Lors d’une table ronde sur l’évolution du programmatique, Jean-Baptiste Rouet, Directeur général de Vivaki (groupe Publicis), a évoqué le rachat de RUN survenu fin octobre. Cette société américaine mêle les approches « DSP et DMP mobile centric ».
« Son expertise va nous permettre de suivre, tracer et cibler le consommateur quel que soit le terminal. » Tout en poursuivant : » Ca marche aux Etats-Unis avec Verizon. L’enjeu sera d’importer cette techno en Europe en signant des deals avec des opérateurs télécoms ou des fournisseurs technos de logs sur mobile. »
De son côté, Laurence Milhau, responsable de la business unit Programmatique au sein de l’agence médias GroupM, a rappelé le signal fort donné par sa maison-mère WPP en investissant dans Appnexus (25 millions de dollars injectés et une participation de 15%).
Quant à Déborah Wits (représentante d’Affiperf, la plateforme de trading du groupe Havas), elle a mis l’accent sur la solution Affiperf Meta DSP ou comment travailler avec plusieurs DSP (Demand Side Platforms) à partir d’un point de contact unique. « C’est un véritable outil d’aide à la décision conçu après l’acquisition de MFG Labs », précise-t-elle.
Tout en considérant que la révolution RTB va bouleverser l’achat et la vente d’espace dans toutes les sphères médias : « Le programmatique est à envisager d’une manière stratégique sur l’intégralité des médias. On travaille sur la radio. »
Sur la problématique des modèles commerciaux redéfinis avec le programmatique, Fabien Magalon, P-DG de La Place Media, rappelle le glissement en termes de positionnement. D’abord chargée de commercialiser des inventaires non garantis en provenance de 30 groupes médias (« 1ère place de marché RTB 100% média » face à Audience Square), la société propose désormais ses solutions aux régies tierces.
Le modèle a aussi évolué du côté de Smart AdServer.
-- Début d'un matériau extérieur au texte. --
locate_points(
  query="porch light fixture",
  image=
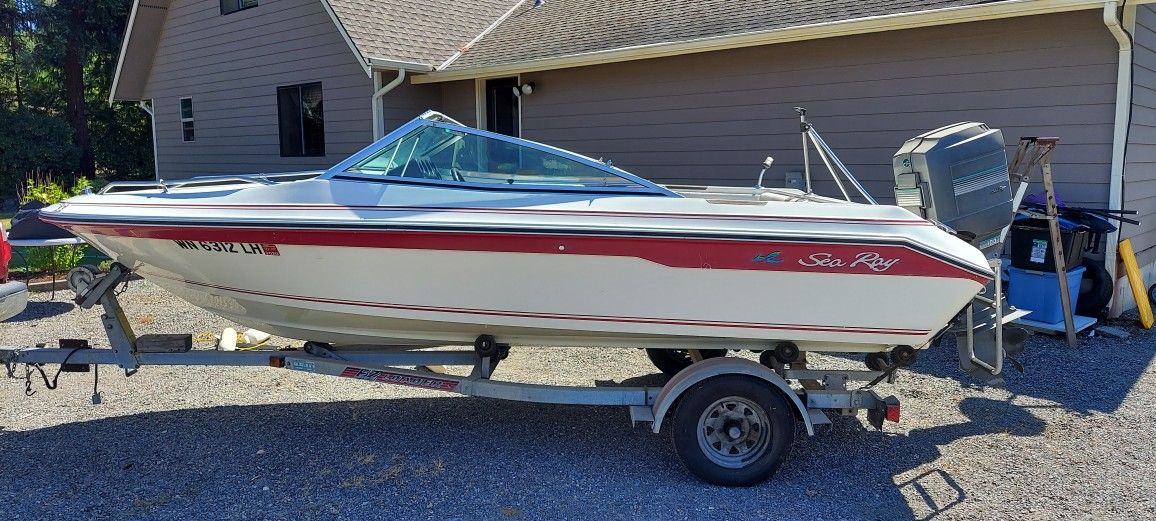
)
(524, 89)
Lors de sa création il y a dix ans, la société était positionnée « adserving & display ». « Nous sommes devenus une plateforme technologique intégrée », commente David Pironon, COO de la société qui explore la publicité mobilité, vidéo et le big data.
Son représentant souligne que les modèles commerciaux tendent à évoluer, au-delà de la vente de gré à gré (achat direct en régie) et du modèle automatique du RTB, les « deals ID » ou « Preferred deals » montent en puissance. Il s’agit d’un compromis : un accord spécifique de diffusion publicitaire en RTB négocié à un prix raisonnable (situé entre le prix fort que la régie négocie pour du contenu premium et le prix vraiment bas pratiqué en programmatique).
« Les deals peuvent peser jusqu’à 50% de notre CA en fonction des mois et 50% d’entre eux sont basés sur la data », commente Fabien Magalon. De son côté, David Pironon acquiesce tout en reconnaissant avoir démarré cette formule « RTB+ » plus tard.
Autant de témoignages qui montrent que la publicité digitale n’est plus qu’une affaire de créateurs et de commerciaux. Elle est entrée dans l’ère des data scientists.